- Were it not for Peter Tabichi, the world would never have heard of Pwani village. Or of Keriko Mixed Day Secondary School where he teaches maths and physics.
- Last year, Tabichi beat 10,000 nominees to win the $1 million of the Global Teacher’s Prize.
- He did that by giving himself (time and talent to his students) and 80 percent of his salary to the impoverished people of Pwani Village, that sits in the semi-arid part of Rift Valley.
Were it not for Peter Tabichi, the world would never have heard of Pwani village. Or of Keriko Mixed Day Secondary School where he teaches maths and physics. Last year, Tabichi beat 10,000 nominees to win the $1 million of the Global Teacher’s Prize. He did that by giving himself (time and talent to his students) and 80 percent of his salary to the impoverished people of Pwani Village, that sits in the semi-arid part of Rift Valley. Over and above helping his students with school work and food-production projects to support the disabled, he also started peace clubs in the wake of the post-election violence that helped foster peace in the community. Peter, a Franciscan friar, spoke to JACKSON BIKO.
What’s that song on your playback ringtone?
I think it’s called “Okoa Moyo Wangu”, a Catholic liturgical song. I’ve had it for five years now. I was born in a family of believers and I have walked in faith since my childhood. This song has given me strength when times were hard. We all have strength and weakness and sometimes our weaknesses seem like they will overwhelm us and we have to lean on the divine...I hope I’m not preaching... (Chuckles)
Not at all, not at all. I’m curious; you have been on this journey of faith for years. When was the last time you felt that God disappointed you?
There are and will always be disappointments but you don’t say it’s God that’s disappointed you. (Chuckles) There have been disappointments, yes, but that’s not the time to give up because God is faithful. In times of disappointments, I turn back to him and pray. I never surrender.
How has your life changed since you won this award that came with a windfall and limelight? How has it changed you?
(Pause) Look, I don’t like talking about myself in that regard because this award was not for me but for all the students and teachers that I have worked with and continue to work with.
I understand, but how does something like this change one’s life, not only materially but you know, as a human being?

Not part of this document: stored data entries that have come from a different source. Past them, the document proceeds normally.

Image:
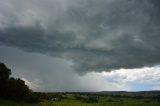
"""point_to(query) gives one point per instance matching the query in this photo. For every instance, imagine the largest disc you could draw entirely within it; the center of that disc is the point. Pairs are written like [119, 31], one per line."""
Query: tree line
[14, 88]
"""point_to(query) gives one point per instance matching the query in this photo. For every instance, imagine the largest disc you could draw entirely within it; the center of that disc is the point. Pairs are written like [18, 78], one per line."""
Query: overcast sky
[82, 45]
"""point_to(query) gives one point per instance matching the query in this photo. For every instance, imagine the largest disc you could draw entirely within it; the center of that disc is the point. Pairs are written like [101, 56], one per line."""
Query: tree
[4, 76]
[12, 88]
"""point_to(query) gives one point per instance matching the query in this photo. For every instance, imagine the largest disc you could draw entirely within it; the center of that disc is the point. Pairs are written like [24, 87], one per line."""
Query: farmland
[93, 99]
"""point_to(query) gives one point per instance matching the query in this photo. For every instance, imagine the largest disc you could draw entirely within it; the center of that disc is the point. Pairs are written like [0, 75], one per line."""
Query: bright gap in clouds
[45, 73]
[142, 79]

(Pause) Well. (Pause) It’s been a privilege and I thank God. In terms of attention, I have had so much of that- people recognise me, they come to me expecting to see a change, but I try to remind them I’m still the same person. I don’t have bodyguards, I don’t drive expensive cars, I still walk the streets and do the things that I have always loved. And they are shocked because people expect me to change.
What I’m sure about is that I’m not any special than many of the teachers and people doing amazing work for their communities, I have just been allowed to inspire others and do more for them.
How have you managed to stay grounded and not swept off your feet by fortune and fame?
I haven’t changed the people around me. I still maintain the same circle of friends and family, I don’t know if this keeps me grounded.
My interactions with them reminds me of who I am. That I’m still the same person; a teacher. I’m not god. I’ve also been reading a lot about people who have won the same achievements before. I read about how they handled it; the ones that handled it well and those that didn’t. And I learn from them.
What kind of difficulty have you found in this post-award journey?
The attention has been challenging. I find joy in doing, or helping in private. I have not done the things I have done to be recognised and applauded, I have done them because they are important.
Helping people in need has always reminded me of my previous challenges when no one was seeing me but I was suffering. When you help someone you are saying I’m seeing you.
One weakness though is giving talks before people, being before cameras, people reading about me, I find it so hard. I have been used to doing more and talking less. Thankfully, I have resorted to prayer during this time of attention and media.
Are you married?
No, I’m part of the religious brotherhood and in our way of life, we don’t marry.
You serve God until you die?
Everybody is serving God. (Laughs) It’s a choice and nobody is serving God more than the other. There are many ways of serving God and different people serve God in different ways. You, for instance, a writer, are serving God with your words. God created everybody for a reason and a purpose.
We all serve him in different capacities.
So you have made peace with ever not having children...
Yes, and that’s OK. For me, it’s a personal choice. God has given me peace.
You are 38 years old, still young. How do you tame the cravings of your flesh?
(Laughs) I can’t lie that I don’t have those feelings, I would be a hypocrite. I face those challenges at times but what is important is how you deal with them. I derive energy in challenges and in staying on the path I have chosen.
I believe that behind every struggle is an opportunity. Thankfully, we always have a choice between right and wrong.
Do you ever wonder why it’s you that won this award out of all other people doing amazing work like you are?
I will admit that it was a surprise. But I understand that this achievement, like I mentioned, isn’t mine alone. It’s an achievement of the community, of the teachers and it’s a privilege to be able to inspire others.
I know me winning has meaning, it wasn’t an accident. I also know I’m not the best and that there is a bigger message that is bigger than me, and individual. I have been given a voice to speak on behalf of teachers doing amazing work in the small villages.